🎬 Movie Recommendation System using Matrix Factorization (Truncated SVD)

A mathematically grounded exploration of latent factor modeling for personalized movie recommendations.

🧩 1. Abstract

Recommender systems play a crucial role in mitigating information overload by inferring user preferences from historical interactions.
This project develops a Movie Recommendation Engine using Matrix Factorization, specifically Truncated Singular Value Decomposition (SVD), to uncover hidden structures in the user–item rating matrix.

By decomposing the rating matrix into orthogonal user and item feature spaces, we extract latent dimensions representing taste patterns such as genre affinity and stylistic preferences.
The system balances expressiveness and generalization by retaining only the top-k singular values, yielding a low-rank approximation that preserves the majority of spectral energy.

We minimize Root Mean Squared Error (RMSE) across observed ratings and compare:

📉 Closed-form SVD
⚙️ Iterative Optimization (Gradient Descent, Alternating Least Squares)
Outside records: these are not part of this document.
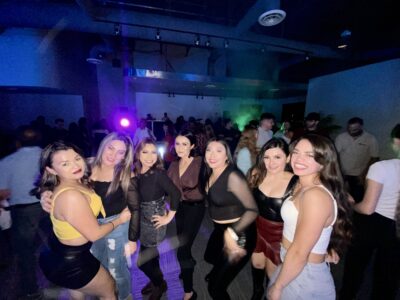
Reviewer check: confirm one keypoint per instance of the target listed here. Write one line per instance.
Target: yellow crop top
(65, 231)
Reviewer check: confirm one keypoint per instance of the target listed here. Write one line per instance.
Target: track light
(226, 44)
(158, 36)
(117, 29)
(208, 43)
(197, 40)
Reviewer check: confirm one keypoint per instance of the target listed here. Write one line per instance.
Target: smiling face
(148, 157)
(275, 160)
(303, 159)
(216, 156)
(114, 152)
(67, 165)
(183, 146)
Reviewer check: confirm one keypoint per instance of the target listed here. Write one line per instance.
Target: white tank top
(290, 214)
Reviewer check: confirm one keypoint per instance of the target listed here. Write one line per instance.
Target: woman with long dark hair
(271, 185)
(74, 208)
(112, 179)
(233, 211)
(185, 173)
(153, 185)
(316, 221)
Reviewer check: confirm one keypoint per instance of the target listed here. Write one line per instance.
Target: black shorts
(71, 267)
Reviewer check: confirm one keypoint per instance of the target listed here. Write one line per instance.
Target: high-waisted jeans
(314, 282)
(110, 251)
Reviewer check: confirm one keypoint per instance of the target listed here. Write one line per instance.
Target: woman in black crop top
(271, 186)
(153, 185)
(233, 211)
(185, 175)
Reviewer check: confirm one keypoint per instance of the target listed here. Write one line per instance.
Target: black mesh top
(269, 207)
(230, 197)
(154, 184)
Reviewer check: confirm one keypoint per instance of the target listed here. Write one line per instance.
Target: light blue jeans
(314, 282)
(110, 251)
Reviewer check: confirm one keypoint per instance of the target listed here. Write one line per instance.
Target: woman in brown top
(185, 175)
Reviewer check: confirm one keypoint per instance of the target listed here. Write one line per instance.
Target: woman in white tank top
(316, 221)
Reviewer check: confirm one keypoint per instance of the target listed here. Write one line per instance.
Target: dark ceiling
(304, 45)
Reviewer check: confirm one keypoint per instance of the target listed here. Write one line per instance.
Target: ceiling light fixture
(226, 44)
(117, 29)
(271, 17)
(197, 40)
(158, 36)
(208, 43)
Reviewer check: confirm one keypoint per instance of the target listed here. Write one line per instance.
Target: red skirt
(269, 237)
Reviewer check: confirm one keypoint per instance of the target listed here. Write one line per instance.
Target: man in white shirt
(265, 133)
(357, 149)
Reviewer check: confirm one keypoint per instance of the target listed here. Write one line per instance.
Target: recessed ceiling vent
(271, 17)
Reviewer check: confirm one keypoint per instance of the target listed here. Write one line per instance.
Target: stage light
(124, 122)
(161, 150)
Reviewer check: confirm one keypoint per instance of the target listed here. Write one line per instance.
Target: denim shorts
(314, 282)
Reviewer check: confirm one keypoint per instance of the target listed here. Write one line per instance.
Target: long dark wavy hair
(137, 165)
(331, 177)
(48, 181)
(259, 171)
(192, 139)
(206, 172)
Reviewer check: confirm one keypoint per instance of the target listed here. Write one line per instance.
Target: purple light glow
(124, 122)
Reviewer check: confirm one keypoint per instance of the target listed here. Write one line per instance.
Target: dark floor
(240, 289)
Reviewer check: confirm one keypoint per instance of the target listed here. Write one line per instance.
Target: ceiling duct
(271, 17)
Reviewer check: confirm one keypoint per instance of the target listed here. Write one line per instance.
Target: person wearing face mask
(357, 150)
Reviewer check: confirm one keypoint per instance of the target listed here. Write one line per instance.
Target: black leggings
(188, 219)
(149, 262)
(224, 271)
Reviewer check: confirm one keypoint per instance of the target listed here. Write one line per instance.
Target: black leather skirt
(71, 267)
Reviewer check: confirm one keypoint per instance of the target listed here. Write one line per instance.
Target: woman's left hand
(159, 221)
(274, 293)
(130, 248)
(232, 249)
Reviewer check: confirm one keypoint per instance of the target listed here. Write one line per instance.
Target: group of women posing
(313, 203)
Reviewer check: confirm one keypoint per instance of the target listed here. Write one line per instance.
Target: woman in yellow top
(69, 263)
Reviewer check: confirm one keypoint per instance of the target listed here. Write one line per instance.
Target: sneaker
(158, 291)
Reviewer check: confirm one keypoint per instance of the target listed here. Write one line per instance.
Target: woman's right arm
(74, 208)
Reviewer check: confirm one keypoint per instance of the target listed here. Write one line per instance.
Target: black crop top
(115, 202)
(230, 197)
(269, 207)
(154, 184)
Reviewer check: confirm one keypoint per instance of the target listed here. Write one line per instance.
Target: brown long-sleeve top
(188, 183)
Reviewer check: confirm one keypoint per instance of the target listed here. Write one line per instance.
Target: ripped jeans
(110, 251)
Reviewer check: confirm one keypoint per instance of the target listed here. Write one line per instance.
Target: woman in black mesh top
(153, 184)
(271, 185)
(233, 211)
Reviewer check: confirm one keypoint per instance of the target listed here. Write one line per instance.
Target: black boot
(258, 283)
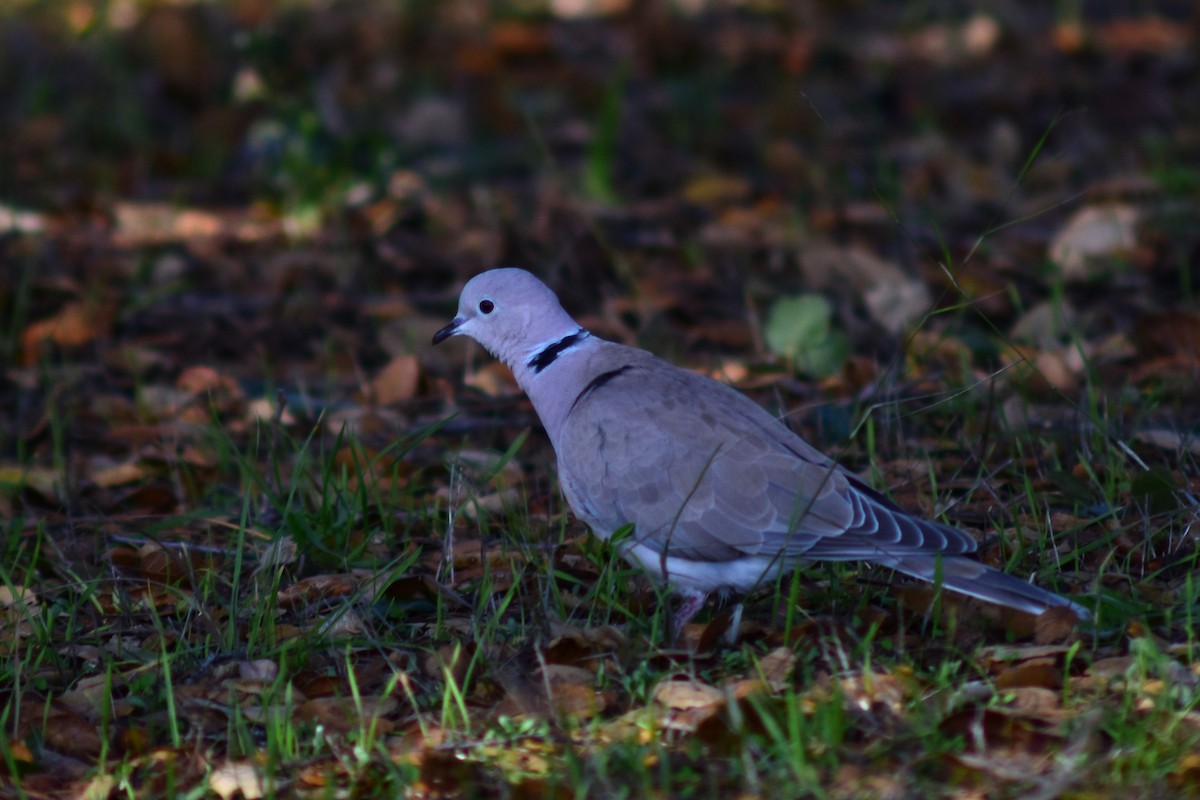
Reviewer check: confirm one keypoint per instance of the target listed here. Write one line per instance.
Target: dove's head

✨ This work emphasizes both mathematical rigor (orthogonality, rank reduction, spectral energy) and practical considerations in evaluation and deployment.

🎯 2. Problem Statement

Given a sparse user–movie rating matrix, the goal is to predict unobserved ratings to enable personalized recommendations.

⚠️ Key Challenges

Challenge	Description
Sparsity	Most users rate only a few movies.
Scalability	The dataset can involve thousands of users and items.
Overfitting	High-rank reconstructions memorize noise instead of learning meaningful patterns.

🧠 Objective

Learn latent representations capturing intrinsic taste dimensions through linear algebraic factorization.

🧮 3. Mathematical Foundations

Let the user–item rating matrix be:

$$ R \in \mathbb{R}^{m \times n} $$

where missing entries are unobserved.

🧱 Full Singular Value Decomposition (SVD)

The full SVD factorizes the rating matrix as:

$$ R = U \Sigma V^{\top} $$

where

U ∈ ℝ^m×m: Orthonormal user singular vectors
Σ ∈ ℝ^m×n: Diagonal matrix of singular values σ₁ ≥ σ₂ ≥ … ≥ σᵣ
V ∈ ℝ^n×n: Orthonormal item singular vectors

🔹 Truncated (Rank-k) Approximation

To reduce dimensionality, we keep only the top k singular values:

$$ R_k = U_k \Sigma_k V_k^{T} $$

The rank-k approximation minimizes the Frobenius norm error:

$$ || R - R_k ||_F = \min_{rank(X)=k} || R - X ||_F $$

🧾 Energy Retention

Energy retained after truncation is given by:

$$ \text{Energy}(k) = \frac{\sum_{i=1}^{k} \sigma_i^2} {\sum_{i=1}^{r} \sigma_i^2} $$

This quantifies how much of the total variance (spectral energy) is preserved in the top-k components.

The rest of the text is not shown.